Alexandre Schmitt estructura los aromas del vino en cuatro grandes grupos: familias de las maderas (resinas, balsámicas, animales, cueros y ahumados, empireumáticas -tostados de madera con cafés y avellanas-…); de las plantas (especias, aromáticas, anís, refrescantes -mental, eucalipto y alcanfor-, familia verde, hongos, azufre…); de las frutas (cítricas, naranjo, frutos rojos, amarillos, negros, verdes, exóticos….); y de las flores (frescas, blancas, marchitas, especiadas…).

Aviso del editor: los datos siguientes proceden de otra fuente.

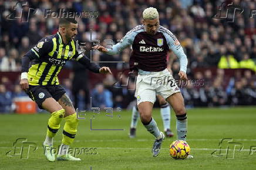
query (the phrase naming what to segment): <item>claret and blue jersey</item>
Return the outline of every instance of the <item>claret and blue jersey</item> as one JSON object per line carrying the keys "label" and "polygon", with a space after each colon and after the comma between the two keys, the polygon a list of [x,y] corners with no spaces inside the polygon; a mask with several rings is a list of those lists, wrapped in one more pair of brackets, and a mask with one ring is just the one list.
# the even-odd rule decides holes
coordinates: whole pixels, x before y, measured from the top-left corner
{"label": "claret and blue jersey", "polygon": [[180,70],[187,71],[187,59],[181,46],[175,36],[168,29],[160,26],[154,35],[145,32],[143,25],[127,32],[117,44],[108,48],[106,53],[113,55],[132,46],[130,58],[131,70],[137,68],[146,71],[160,71],[167,67],[166,56],[171,50],[180,60]]}

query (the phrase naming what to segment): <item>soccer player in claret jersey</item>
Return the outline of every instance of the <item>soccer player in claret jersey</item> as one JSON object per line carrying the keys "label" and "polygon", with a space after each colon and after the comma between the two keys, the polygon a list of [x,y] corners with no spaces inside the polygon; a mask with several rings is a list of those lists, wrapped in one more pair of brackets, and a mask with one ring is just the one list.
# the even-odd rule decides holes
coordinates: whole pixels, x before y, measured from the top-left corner
{"label": "soccer player in claret jersey", "polygon": [[[136,96],[135,96],[135,98]],[[156,95],[160,107],[161,116],[162,117],[164,133],[167,137],[171,137],[174,134],[170,129],[171,123],[171,108],[166,100],[160,95]],[[136,127],[138,122],[139,113],[137,105],[133,107],[132,111],[132,120],[130,127],[129,136],[130,138],[136,137]]]}
{"label": "soccer player in claret jersey", "polygon": [[113,55],[132,46],[130,68],[139,71],[136,90],[137,104],[142,123],[155,137],[152,148],[152,155],[155,157],[159,154],[164,138],[164,134],[160,131],[151,116],[156,94],[162,96],[176,113],[177,138],[186,140],[187,114],[183,97],[166,68],[166,55],[171,50],[179,58],[178,75],[181,79],[187,79],[186,73],[187,59],[175,36],[168,29],[159,26],[159,15],[156,9],[151,7],[146,9],[143,12],[142,23],[143,25],[127,32],[112,48],[101,46],[93,48]]}
{"label": "soccer player in claret jersey", "polygon": [[22,59],[21,88],[39,108],[51,113],[43,143],[44,154],[49,161],[55,160],[53,139],[62,119],[66,122],[56,159],[80,160],[68,153],[76,134],[78,119],[70,99],[59,84],[57,75],[63,66],[68,60],[75,59],[95,73],[111,74],[109,68],[100,68],[91,63],[82,51],[76,50],[73,39],[78,34],[77,28],[78,23],[74,19],[60,19],[58,33],[41,39]]}

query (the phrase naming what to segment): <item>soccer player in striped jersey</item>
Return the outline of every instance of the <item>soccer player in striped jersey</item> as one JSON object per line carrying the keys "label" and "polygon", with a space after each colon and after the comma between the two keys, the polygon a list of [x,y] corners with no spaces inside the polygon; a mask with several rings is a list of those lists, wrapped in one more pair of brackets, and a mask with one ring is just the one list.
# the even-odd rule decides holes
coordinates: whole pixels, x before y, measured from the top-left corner
{"label": "soccer player in striped jersey", "polygon": [[162,96],[176,113],[177,138],[186,139],[187,114],[184,99],[175,80],[166,68],[166,55],[171,50],[179,58],[178,75],[181,79],[187,79],[186,73],[187,59],[175,36],[168,29],[159,26],[159,15],[156,9],[151,7],[146,9],[143,12],[142,23],[143,25],[127,32],[111,48],[101,46],[93,48],[113,55],[132,46],[130,68],[139,71],[136,79],[137,104],[142,123],[155,137],[152,148],[152,155],[155,157],[159,154],[164,138],[164,134],[160,131],[152,117],[156,94]]}
{"label": "soccer player in striped jersey", "polygon": [[100,68],[91,63],[82,51],[77,50],[73,40],[78,34],[77,28],[74,19],[60,19],[58,33],[41,39],[22,59],[21,88],[39,108],[51,113],[43,143],[44,154],[49,161],[55,160],[53,140],[62,119],[66,122],[56,159],[80,160],[68,153],[76,134],[78,119],[70,99],[59,83],[57,75],[63,66],[67,61],[75,59],[95,73],[111,74],[109,68]]}

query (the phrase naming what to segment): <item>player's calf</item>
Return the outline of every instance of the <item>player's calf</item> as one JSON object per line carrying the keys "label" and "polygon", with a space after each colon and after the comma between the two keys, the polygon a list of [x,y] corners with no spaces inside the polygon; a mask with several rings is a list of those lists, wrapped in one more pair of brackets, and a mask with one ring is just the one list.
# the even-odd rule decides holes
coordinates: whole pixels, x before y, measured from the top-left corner
{"label": "player's calf", "polygon": [[76,113],[66,116],[64,120],[66,120],[66,123],[63,131],[62,143],[59,150],[57,161],[80,161],[79,158],[68,154],[69,145],[73,143],[77,131],[78,119]]}
{"label": "player's calf", "polygon": [[176,115],[176,129],[178,140],[186,141],[187,130],[187,113]]}

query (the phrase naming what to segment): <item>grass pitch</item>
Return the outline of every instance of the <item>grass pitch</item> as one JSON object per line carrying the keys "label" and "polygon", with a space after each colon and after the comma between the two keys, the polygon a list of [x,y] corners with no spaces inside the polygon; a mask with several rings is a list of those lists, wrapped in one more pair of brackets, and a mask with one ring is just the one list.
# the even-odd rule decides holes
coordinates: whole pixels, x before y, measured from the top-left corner
{"label": "grass pitch", "polygon": [[[137,137],[130,138],[128,134],[131,111],[123,110],[114,112],[113,117],[106,116],[106,112],[100,112],[92,120],[92,113],[80,115],[85,119],[79,122],[78,133],[72,146],[73,153],[72,151],[70,153],[73,155],[76,148],[76,157],[80,158],[82,161],[55,162],[46,159],[42,147],[49,114],[0,115],[0,169],[256,169],[256,107],[192,109],[188,110],[187,113],[187,142],[191,148],[191,154],[194,159],[176,160],[169,156],[169,145],[176,140],[173,111],[171,127],[175,136],[166,138],[160,154],[153,158],[151,153],[153,136],[139,122]],[[120,117],[117,115],[120,115]],[[154,110],[153,117],[160,130],[163,130],[159,109]],[[61,144],[63,126],[62,123],[55,138],[55,147]],[[26,143],[31,143],[30,150],[28,148],[29,144],[26,142],[22,144],[18,141],[15,144],[15,155],[14,142],[21,138],[26,138]],[[231,140],[224,140],[219,144],[223,138],[231,138],[233,141],[228,143]],[[23,154],[21,155],[22,145]],[[38,148],[33,151],[35,145]],[[11,151],[6,154],[9,151]],[[24,159],[21,159],[21,157]]]}

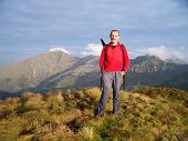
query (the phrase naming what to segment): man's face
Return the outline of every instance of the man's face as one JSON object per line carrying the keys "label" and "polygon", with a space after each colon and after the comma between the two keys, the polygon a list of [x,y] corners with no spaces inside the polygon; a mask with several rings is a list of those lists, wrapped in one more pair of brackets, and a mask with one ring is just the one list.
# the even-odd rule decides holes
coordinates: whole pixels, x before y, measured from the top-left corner
{"label": "man's face", "polygon": [[116,43],[119,39],[119,34],[118,32],[114,31],[111,33],[109,38],[111,38],[111,42]]}

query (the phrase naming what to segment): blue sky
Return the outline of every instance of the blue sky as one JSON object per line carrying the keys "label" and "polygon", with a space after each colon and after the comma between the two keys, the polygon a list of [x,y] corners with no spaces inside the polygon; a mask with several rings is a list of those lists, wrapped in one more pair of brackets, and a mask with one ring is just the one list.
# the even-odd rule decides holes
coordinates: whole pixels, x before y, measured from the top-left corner
{"label": "blue sky", "polygon": [[111,29],[121,30],[130,58],[158,52],[188,60],[187,0],[0,0],[0,64],[53,47],[82,57],[100,37],[107,42]]}

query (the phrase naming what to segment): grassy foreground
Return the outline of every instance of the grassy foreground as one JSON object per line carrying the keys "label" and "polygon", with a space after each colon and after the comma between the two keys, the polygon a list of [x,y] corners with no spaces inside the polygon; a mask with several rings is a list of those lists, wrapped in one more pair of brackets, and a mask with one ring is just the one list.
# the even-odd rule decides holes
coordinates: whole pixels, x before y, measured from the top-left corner
{"label": "grassy foreground", "polygon": [[94,118],[97,88],[27,92],[0,102],[0,141],[187,141],[188,92],[143,88],[121,92],[119,115]]}

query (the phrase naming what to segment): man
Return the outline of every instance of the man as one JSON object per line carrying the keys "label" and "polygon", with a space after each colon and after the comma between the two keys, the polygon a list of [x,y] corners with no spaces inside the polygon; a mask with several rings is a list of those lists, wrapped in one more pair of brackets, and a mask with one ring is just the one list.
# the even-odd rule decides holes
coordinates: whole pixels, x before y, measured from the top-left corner
{"label": "man", "polygon": [[102,70],[102,95],[97,107],[96,117],[104,114],[104,109],[113,87],[113,113],[117,114],[119,108],[119,91],[123,83],[123,75],[129,67],[129,59],[125,46],[119,43],[119,31],[112,30],[111,42],[103,47],[100,57]]}

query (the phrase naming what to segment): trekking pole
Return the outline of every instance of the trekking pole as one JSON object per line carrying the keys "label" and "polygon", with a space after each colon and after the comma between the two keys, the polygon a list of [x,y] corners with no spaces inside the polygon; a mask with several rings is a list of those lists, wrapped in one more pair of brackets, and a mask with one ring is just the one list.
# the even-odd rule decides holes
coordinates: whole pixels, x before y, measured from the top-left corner
{"label": "trekking pole", "polygon": [[[102,38],[100,38],[100,40],[101,40],[101,43],[104,48],[106,46],[106,43],[104,42],[104,40]],[[101,83],[100,89],[101,89],[101,91],[103,91],[103,72],[102,72],[102,69],[101,69],[101,82],[100,83]]]}

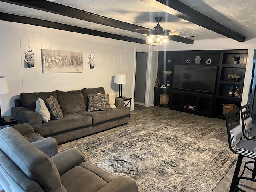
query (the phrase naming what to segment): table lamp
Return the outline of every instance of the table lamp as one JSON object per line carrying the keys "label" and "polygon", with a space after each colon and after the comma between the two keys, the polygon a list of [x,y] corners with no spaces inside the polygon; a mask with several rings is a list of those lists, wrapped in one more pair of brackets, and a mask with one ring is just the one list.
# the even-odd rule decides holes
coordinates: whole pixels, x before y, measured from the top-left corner
{"label": "table lamp", "polygon": [[[0,76],[0,94],[4,94],[9,92],[9,88],[6,77]],[[1,121],[4,120],[4,117],[2,116],[1,113],[1,101],[0,101],[0,115]]]}
{"label": "table lamp", "polygon": [[[122,98],[122,85],[127,83],[126,74],[116,74],[115,75],[115,80],[114,81],[114,83],[119,84],[119,98]],[[121,94],[120,94],[121,93]]]}

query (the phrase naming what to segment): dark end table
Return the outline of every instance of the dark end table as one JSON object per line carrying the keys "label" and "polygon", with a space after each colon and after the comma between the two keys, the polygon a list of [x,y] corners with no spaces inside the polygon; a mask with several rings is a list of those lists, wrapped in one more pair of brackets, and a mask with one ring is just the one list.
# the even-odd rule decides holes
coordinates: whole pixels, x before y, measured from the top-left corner
{"label": "dark end table", "polygon": [[5,125],[12,126],[14,124],[17,124],[18,120],[14,118],[11,116],[6,116],[3,117],[4,120],[0,122],[0,126],[4,126]]}
{"label": "dark end table", "polygon": [[[125,102],[124,102],[124,106],[126,107],[127,107],[127,106],[130,104],[129,106],[130,106],[130,109],[131,108],[131,100],[132,100],[132,98],[129,98],[128,97],[125,97],[124,98],[122,98],[124,100],[124,101],[128,101],[128,102],[127,102],[127,103],[125,103]],[[130,114],[130,115],[129,115],[129,118],[130,118],[130,119],[131,118],[131,114]]]}

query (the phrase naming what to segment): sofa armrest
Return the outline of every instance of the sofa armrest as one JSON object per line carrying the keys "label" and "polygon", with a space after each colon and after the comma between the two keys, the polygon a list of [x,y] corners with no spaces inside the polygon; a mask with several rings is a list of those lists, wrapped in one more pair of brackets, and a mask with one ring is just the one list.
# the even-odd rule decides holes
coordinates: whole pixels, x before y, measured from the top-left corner
{"label": "sofa armrest", "polygon": [[74,148],[69,149],[52,157],[60,175],[84,161],[84,156],[78,150]]}
{"label": "sofa armrest", "polygon": [[47,137],[31,143],[50,157],[58,154],[58,144],[55,139]]}
{"label": "sofa armrest", "polygon": [[113,179],[97,192],[138,192],[138,185],[130,178],[120,176]]}
{"label": "sofa armrest", "polygon": [[11,108],[12,116],[18,120],[18,123],[28,123],[31,126],[42,124],[40,114],[25,107]]}
{"label": "sofa armrest", "polygon": [[115,98],[115,105],[117,108],[121,108],[124,106],[124,100],[122,98],[116,97]]}
{"label": "sofa armrest", "polygon": [[35,133],[32,126],[28,123],[18,124],[12,126],[12,127],[17,130],[19,133],[22,135]]}

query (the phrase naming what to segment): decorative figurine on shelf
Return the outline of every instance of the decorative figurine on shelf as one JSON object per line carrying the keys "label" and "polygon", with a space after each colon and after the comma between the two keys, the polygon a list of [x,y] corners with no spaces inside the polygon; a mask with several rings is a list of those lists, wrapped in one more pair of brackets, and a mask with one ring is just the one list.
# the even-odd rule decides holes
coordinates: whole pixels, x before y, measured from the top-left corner
{"label": "decorative figurine on shelf", "polygon": [[198,54],[197,56],[195,58],[195,61],[196,62],[195,63],[200,63],[200,61],[201,61],[201,58],[199,56],[199,54]]}
{"label": "decorative figurine on shelf", "polygon": [[239,60],[243,57],[240,56],[234,56],[233,64],[239,64]]}
{"label": "decorative figurine on shelf", "polygon": [[242,86],[242,85],[240,85],[239,87],[236,88],[236,94],[235,93],[235,96],[237,95],[238,98],[242,98],[242,95],[243,94],[243,87]]}
{"label": "decorative figurine on shelf", "polygon": [[232,97],[233,95],[233,91],[234,90],[234,87],[231,86],[229,87],[229,92],[228,92],[228,96]]}
{"label": "decorative figurine on shelf", "polygon": [[210,58],[208,58],[206,61],[206,63],[207,64],[212,64],[212,59]]}
{"label": "decorative figurine on shelf", "polygon": [[158,77],[157,77],[156,78],[156,80],[155,80],[155,83],[156,84],[155,87],[158,87],[159,84],[160,84],[160,80],[158,78]]}

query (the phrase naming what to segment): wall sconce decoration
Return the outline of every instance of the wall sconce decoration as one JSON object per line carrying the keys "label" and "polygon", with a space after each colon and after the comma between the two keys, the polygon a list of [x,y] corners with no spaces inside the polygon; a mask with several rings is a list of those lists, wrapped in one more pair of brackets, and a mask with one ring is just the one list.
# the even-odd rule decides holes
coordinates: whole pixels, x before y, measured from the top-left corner
{"label": "wall sconce decoration", "polygon": [[88,64],[90,65],[90,68],[92,69],[94,68],[94,58],[92,57],[93,55],[92,53],[91,53],[89,56],[90,57],[88,57],[88,58],[89,58],[89,62]]}
{"label": "wall sconce decoration", "polygon": [[31,54],[30,52],[32,52],[32,50],[30,50],[30,48],[29,47],[28,47],[28,49],[26,50],[28,52],[26,53],[24,53],[25,54],[25,59],[24,60],[25,63],[26,63],[28,66],[30,68],[30,67],[34,67],[34,53]]}

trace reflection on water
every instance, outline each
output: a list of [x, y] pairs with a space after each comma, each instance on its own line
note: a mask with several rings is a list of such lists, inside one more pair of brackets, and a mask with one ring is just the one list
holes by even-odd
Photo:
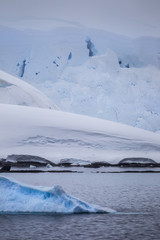
[[119, 214], [0, 215], [0, 239], [160, 239], [160, 174], [3, 174], [28, 184], [61, 185]]

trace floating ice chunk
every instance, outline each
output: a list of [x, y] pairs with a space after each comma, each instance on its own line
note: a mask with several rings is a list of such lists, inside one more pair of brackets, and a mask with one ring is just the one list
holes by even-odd
[[69, 196], [62, 187], [31, 187], [0, 177], [0, 213], [109, 213]]

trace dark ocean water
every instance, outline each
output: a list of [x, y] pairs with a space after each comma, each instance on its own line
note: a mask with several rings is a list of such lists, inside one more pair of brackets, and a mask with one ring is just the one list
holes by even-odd
[[3, 174], [64, 190], [115, 214], [0, 215], [0, 240], [160, 239], [159, 173]]

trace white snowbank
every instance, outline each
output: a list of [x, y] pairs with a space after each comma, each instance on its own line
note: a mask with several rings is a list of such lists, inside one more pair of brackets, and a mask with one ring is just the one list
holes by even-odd
[[118, 163], [124, 158], [160, 162], [160, 135], [61, 111], [0, 104], [0, 157], [29, 154], [53, 162], [72, 158]]

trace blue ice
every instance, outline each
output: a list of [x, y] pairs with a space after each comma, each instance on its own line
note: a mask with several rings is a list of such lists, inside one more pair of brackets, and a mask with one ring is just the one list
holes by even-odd
[[62, 187], [33, 187], [0, 177], [0, 213], [108, 213], [64, 192]]

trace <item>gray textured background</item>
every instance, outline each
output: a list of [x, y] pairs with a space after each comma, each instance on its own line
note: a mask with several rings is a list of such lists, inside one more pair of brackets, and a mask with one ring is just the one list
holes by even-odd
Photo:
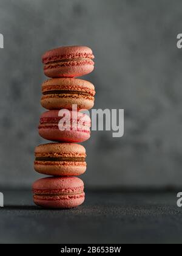
[[61, 45], [90, 46], [96, 108], [124, 108], [125, 134], [94, 132], [84, 143], [87, 186], [182, 185], [180, 0], [0, 1], [0, 186], [30, 186], [41, 57]]

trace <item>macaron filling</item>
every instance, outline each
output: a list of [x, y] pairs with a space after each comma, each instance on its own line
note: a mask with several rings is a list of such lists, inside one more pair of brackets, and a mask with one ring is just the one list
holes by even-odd
[[50, 63], [55, 63], [56, 62], [61, 62], [61, 61], [66, 62], [70, 60], [77, 60], [83, 59], [93, 59], [94, 55], [91, 53], [78, 53], [70, 54], [67, 55], [56, 55], [49, 57], [42, 57], [42, 62], [44, 64], [48, 64]]
[[86, 93], [84, 91], [64, 91], [64, 90], [60, 90], [60, 91], [44, 91], [42, 93], [44, 95], [49, 95], [49, 94], [80, 94], [80, 95], [86, 95], [89, 96], [92, 96], [93, 94], [91, 93]]
[[[59, 122], [61, 119], [61, 118], [40, 118], [40, 125], [39, 126], [39, 128], [41, 127], [42, 125], [50, 125], [50, 124], [57, 124], [58, 125]], [[80, 124], [78, 124], [79, 122], [79, 119], [75, 120], [73, 118], [70, 118], [70, 123], [68, 121], [67, 124], [71, 124], [71, 126], [73, 126], [74, 125], [78, 124], [78, 127], [82, 126], [85, 128], [87, 128], [90, 129], [90, 123], [89, 122], [86, 122], [85, 121], [83, 121], [83, 125], [81, 126]]]
[[35, 161], [85, 162], [84, 157], [36, 157]]

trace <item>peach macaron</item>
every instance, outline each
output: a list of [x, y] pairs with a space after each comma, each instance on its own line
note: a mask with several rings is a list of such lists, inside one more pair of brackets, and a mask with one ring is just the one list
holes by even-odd
[[85, 172], [85, 148], [75, 143], [48, 143], [36, 147], [34, 169], [53, 176], [77, 176]]
[[70, 208], [84, 201], [84, 183], [76, 177], [47, 177], [33, 184], [33, 201], [44, 208]]
[[93, 107], [94, 85], [90, 82], [75, 78], [53, 78], [42, 85], [41, 103], [48, 110], [72, 109], [77, 105], [78, 110], [89, 110]]
[[94, 69], [92, 51], [87, 46], [63, 46], [45, 52], [44, 71], [49, 77], [75, 77]]

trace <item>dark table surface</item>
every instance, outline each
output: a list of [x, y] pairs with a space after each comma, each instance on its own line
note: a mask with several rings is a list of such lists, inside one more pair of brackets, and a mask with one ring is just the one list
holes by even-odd
[[181, 243], [175, 192], [88, 191], [71, 210], [35, 206], [32, 193], [2, 191], [1, 243]]

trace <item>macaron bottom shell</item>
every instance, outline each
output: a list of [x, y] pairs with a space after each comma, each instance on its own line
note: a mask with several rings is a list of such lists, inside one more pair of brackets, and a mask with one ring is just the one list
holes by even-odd
[[53, 176], [78, 176], [86, 171], [86, 163], [81, 162], [49, 162], [35, 161], [35, 170], [42, 174]]
[[90, 137], [90, 132], [81, 130], [63, 130], [57, 127], [39, 129], [39, 135], [46, 140], [52, 141], [81, 143], [89, 140]]
[[35, 204], [43, 208], [66, 209], [76, 207], [81, 205], [85, 199], [85, 194], [64, 196], [34, 196]]

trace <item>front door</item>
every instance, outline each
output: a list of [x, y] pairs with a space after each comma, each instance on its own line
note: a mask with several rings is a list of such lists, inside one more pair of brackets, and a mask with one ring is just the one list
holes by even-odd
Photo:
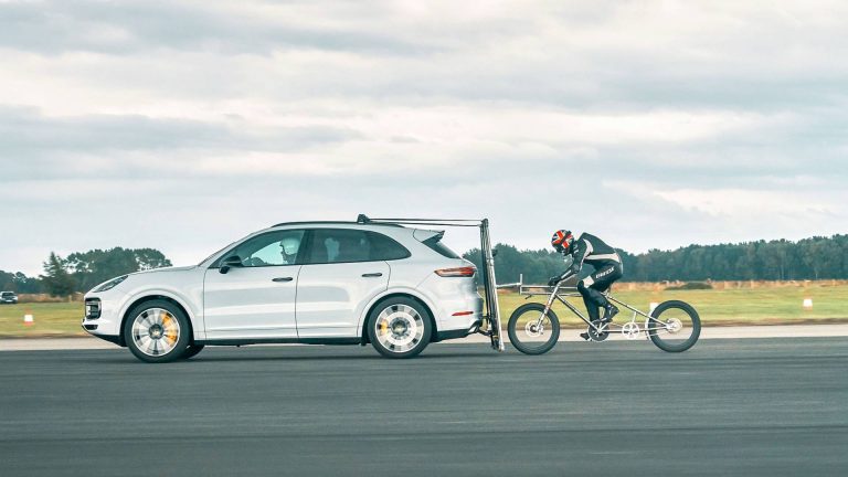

La primera labor del catador -profesional o aficionado- es aprender a llamar las cosas por su nombre: ¿Qué significa los términos balsámico o empireumático?, por ejemplo. Al describir las facetas aromáticas de maderas, plantas, especias o frutos se aprende a fijarlos en la memoria.

La segunda, es catar, disfrutar y relativizar. Hay moléculas que son responsables por sí mismas de olores francos y netos en el bouquet de un vino, por lo que es fácil memorizarlas. Pero, al mismo tiempo, una variación ínfima en la composición de estos conglomerados moleculares y el aroma que se desprende de la copa de vino revela nuevos matices. Es la magia y la complejidad del vino, capaz de encerrar decenas, centenas de aromas de casis (grosellero negro) o de frambuesa diferentes.